随着婚事正筹备,宫里突然传出一个重量级消息,将这满京城的人炸的措手不及。
祖母房里,何秋棠惊的几乎从椅子上摔下来:
您说什么?皇上在民间有个皇子?这怎么可能呢?
我爹也烦躁的踱步:
千真万确,今日早朝的时候亲自抱进来的,当着满朝文武的面,连滴血验亲都做了,更何况,那孩子长的像极了先帝。

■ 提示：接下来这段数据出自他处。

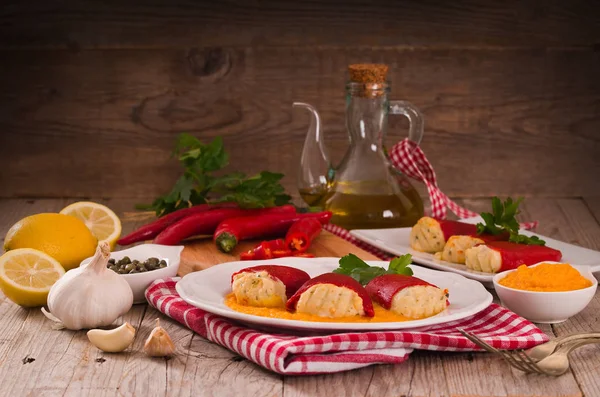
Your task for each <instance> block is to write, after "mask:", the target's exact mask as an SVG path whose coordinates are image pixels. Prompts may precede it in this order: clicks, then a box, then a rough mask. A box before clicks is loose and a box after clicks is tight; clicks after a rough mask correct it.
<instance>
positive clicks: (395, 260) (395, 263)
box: [387, 254, 413, 276]
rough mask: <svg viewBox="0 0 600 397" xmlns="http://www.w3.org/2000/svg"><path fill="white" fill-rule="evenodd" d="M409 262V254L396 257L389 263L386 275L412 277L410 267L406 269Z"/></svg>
mask: <svg viewBox="0 0 600 397" xmlns="http://www.w3.org/2000/svg"><path fill="white" fill-rule="evenodd" d="M411 262H412V255H411V254H405V255H402V256H398V257H396V258H394V259H392V260H391V261H390V265H389V267H388V271H387V274H404V275H405V276H412V275H413V271H412V269H411V268H410V267H408V265H410V264H411Z"/></svg>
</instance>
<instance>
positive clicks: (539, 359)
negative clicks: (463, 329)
mask: <svg viewBox="0 0 600 397" xmlns="http://www.w3.org/2000/svg"><path fill="white" fill-rule="evenodd" d="M459 331H460V333H462V334H463V335H464V336H465V337H466V338H467V339H469V340H470V341H471V342H473V343H474V344H476V345H477V346H479V347H481V348H483V349H485V350H486V351H488V352H490V353H495V354H499V355H500V356H501V357H502V358H503V359H504V360H505V361H506V362H508V363H509V364H510V365H511V366H513V367H515V368H517V369H519V370H521V371H524V372H531V373H538V374H544V375H553V376H557V375H562V374H564V373H565V372H566V371H567V370H568V369H569V360H568V355H569V353H570V352H571V351H572V350H574V349H576V348H578V347H580V346H583V345H587V344H590V343H600V339H598V338H594V337H590V336H591V335H590V334H582V335H580V337H581V338H578V339H577V337H578V336H577V335H571V336H569V337H566V338H564V339H562V341H558V342H554V341H552V342H550V343H552V345H553V346H554V348H556V347H557V346H558V349H557V350H556V351H554V352H550V353H552V354H546V355H545V356H542V355H541V354H538V357H536V358H532V357H531V356H530V355H529V354H527V353H526V352H525V350H499V349H496V348H494V347H493V346H490V345H489V344H487V343H486V342H484V341H483V340H482V339H480V338H479V337H477V335H474V334H471V333H468V332H466V331H464V330H463V329H459ZM541 346H543V345H541ZM554 348H553V349H552V350H554ZM540 350H544V349H540ZM545 350H546V352H548V351H549V349H545Z"/></svg>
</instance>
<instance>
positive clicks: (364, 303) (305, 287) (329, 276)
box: [285, 273, 375, 317]
mask: <svg viewBox="0 0 600 397" xmlns="http://www.w3.org/2000/svg"><path fill="white" fill-rule="evenodd" d="M317 284H333V285H335V286H337V287H343V288H348V289H349V290H351V291H353V292H355V293H356V294H358V296H359V297H360V298H361V299H362V302H363V310H364V312H365V316H367V317H373V316H374V315H375V311H374V309H373V302H372V301H371V298H370V297H369V294H368V293H367V291H366V290H365V288H364V287H363V286H362V285H360V284H359V282H358V281H356V280H355V279H353V278H352V277H350V276H346V275H345V274H338V273H325V274H321V275H320V276H317V277H314V278H311V279H310V280H308V281H307V282H305V283H304V284H303V285H302V287H300V289H298V291H296V293H295V294H294V295H292V297H291V298H290V299H288V301H287V303H286V305H285V306H286V309H287V310H288V311H290V312H293V311H295V310H296V306H297V304H298V301H299V300H300V297H301V296H302V294H303V293H305V292H306V291H307V290H308V289H310V287H312V286H314V285H317Z"/></svg>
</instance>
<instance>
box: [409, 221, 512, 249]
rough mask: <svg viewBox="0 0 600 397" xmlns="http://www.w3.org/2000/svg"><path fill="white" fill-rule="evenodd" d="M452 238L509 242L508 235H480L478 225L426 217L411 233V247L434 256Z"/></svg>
mask: <svg viewBox="0 0 600 397" xmlns="http://www.w3.org/2000/svg"><path fill="white" fill-rule="evenodd" d="M452 236H473V237H477V238H478V239H481V240H483V241H486V242H487V241H495V240H508V234H507V233H501V234H498V235H492V234H482V235H478V234H477V226H476V225H473V224H470V223H463V222H459V221H452V220H439V219H434V218H430V217H428V216H424V217H422V218H421V219H419V221H418V222H417V224H416V225H414V226H413V227H412V229H411V231H410V246H411V248H412V249H414V250H417V251H422V252H428V253H431V254H433V253H436V252H441V251H443V249H444V245H446V243H447V242H448V241H449V240H450V238H451V237H452Z"/></svg>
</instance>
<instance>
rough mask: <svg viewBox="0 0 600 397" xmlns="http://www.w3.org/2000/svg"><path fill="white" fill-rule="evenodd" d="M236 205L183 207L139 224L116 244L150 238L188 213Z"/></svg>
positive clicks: (198, 211)
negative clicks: (155, 218) (137, 227)
mask: <svg viewBox="0 0 600 397" xmlns="http://www.w3.org/2000/svg"><path fill="white" fill-rule="evenodd" d="M237 207H238V205H237V204H236V203H221V204H200V205H196V206H193V207H190V208H183V209H180V210H177V211H174V212H171V213H170V214H167V215H165V216H162V217H160V218H158V219H157V220H155V221H153V222H150V223H148V224H147V225H144V226H141V227H140V228H138V229H137V230H135V231H133V232H131V233H129V234H128V235H127V236H124V237H121V238H120V239H119V240H117V244H119V245H129V244H133V243H137V242H140V241H145V240H151V239H153V238H154V237H156V236H158V234H159V233H160V232H162V231H163V230H165V229H166V228H167V227H168V226H170V225H172V224H173V223H175V222H177V221H178V220H180V219H182V218H184V217H186V216H189V215H193V214H199V213H202V212H206V211H211V210H214V209H220V208H237Z"/></svg>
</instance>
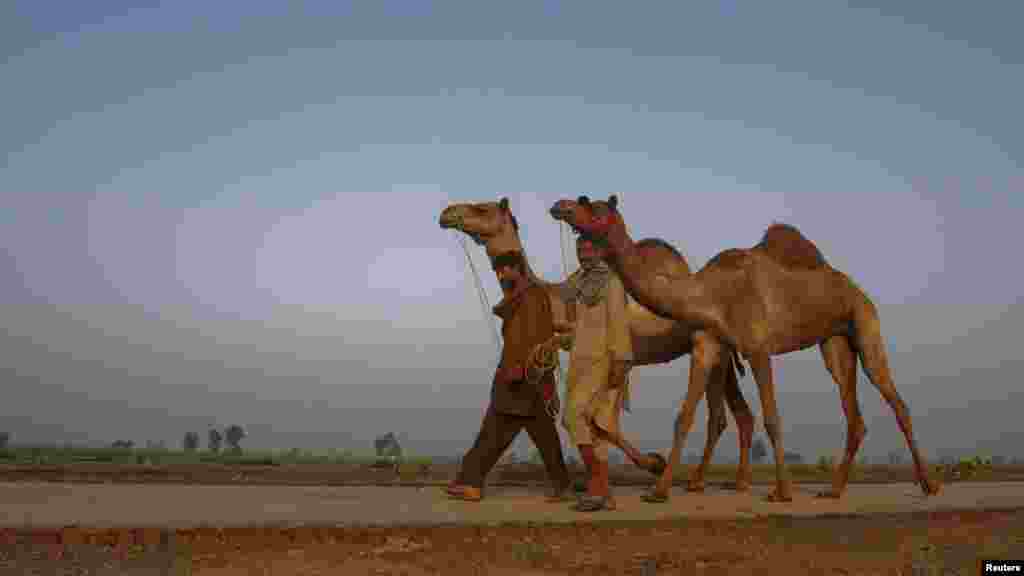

祖母白了脸:陛下这么重视这个孩子?是什么意思?那二皇子那里……
我爹顿了脚,微叹口气:不好说。
我只知道,如今的二皇子不再是陛下唯一的选择了,现在只希望这孩子的母亲出身不高……
何秋棠眼睛一亮,上前一步:那孩子的母亲是谁,人在哪里?
据说——我爹拧着眉头,语气颇有几分怪异:
在和陛下闹脾气,在道观不肯回来。
道观!
我眉心微动,原来裴相白是这样打算的。
他想送我去道观,摆脱二皇子侧妃的名头再入宫。
母亲与我交换了个眼神,心下明了。
接下来几天,宫里时不时传出消息。
说是皇上宠爱极了小皇子,用膳入眠都要亲自带着,恨的怜妃宫里的花瓶不知道摔碎了多少。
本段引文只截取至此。